Il faut parfois avouer que la vie est bien faite.
Le froid s'était définitivement installé dans la vallée, lorsqu'un dimanche, un cri m'a sortie de ma grasse matinée sous la couette.
- Ah ! Non ! C'est pas possible, ça !
Alarmée, je suis descendue dans la cuisine et j'ai trouvé ma mère en chemise de nuit, fixant d'un regard assassin la caisse où elle avait consciencieusement stocké sa réserve de pâte de coing pour l'hiver.
J'y ai jeté un œil prudent.
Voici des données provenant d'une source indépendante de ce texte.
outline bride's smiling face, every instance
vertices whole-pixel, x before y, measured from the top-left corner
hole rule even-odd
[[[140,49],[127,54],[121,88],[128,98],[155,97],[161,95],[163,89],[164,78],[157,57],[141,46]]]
A la place de l'aliment orangé qui m'était désormais familier, j'ai découvert des plaques verdâtres où se dessinaient des paysages de moisissures extraordinairement variés.
Toute notre pâte de coing avait pourri.
Face au désastre, ma mère tremblait de colère.
J'ai été tentée de lui rappeler que les champignons pouvaient revendiquer à juste titre une ancienneté sur Terre presque équivalente à celle des virus, mais son expression, où brillait la puissance de rogne d'antan, a suffi à me clouer le bec.
Elle a attrapé la caisse et ouvert la poubelle des déchets non différenciés à côté de l'évier.
Aïe. Si elle en venait à oublier le compost, c'était plus grave que ce que j'avais imaginé.
Elle allait y renverser sans pitié le fruit de tant d'efforts lorsque mon père, qui avait rappliqué en pyjama, a bloqué son geste, le regard fixe sur les infâmes moisissures.
- Fais pas ça !
J'ai immédiatement compris que nous arrivions à un tournant de notre existence.
- Tu as vu comme c'est beau ? On dirait un tableau, a murmuré papa, étrangement langoureux.
J'ai su à cet instant que mon père voyageait à nouveau, que le monde autour de lui retrouvait ses couleurs, sa brillance, sa netteté, ne serait-ce que pour transformer en peintures sublimes un amas de micro-organismes aguerris.
Après s'être cherché en vain parmi les tubercules et les plantes potagères, mon père venait de se découvrir un regard d'artiste.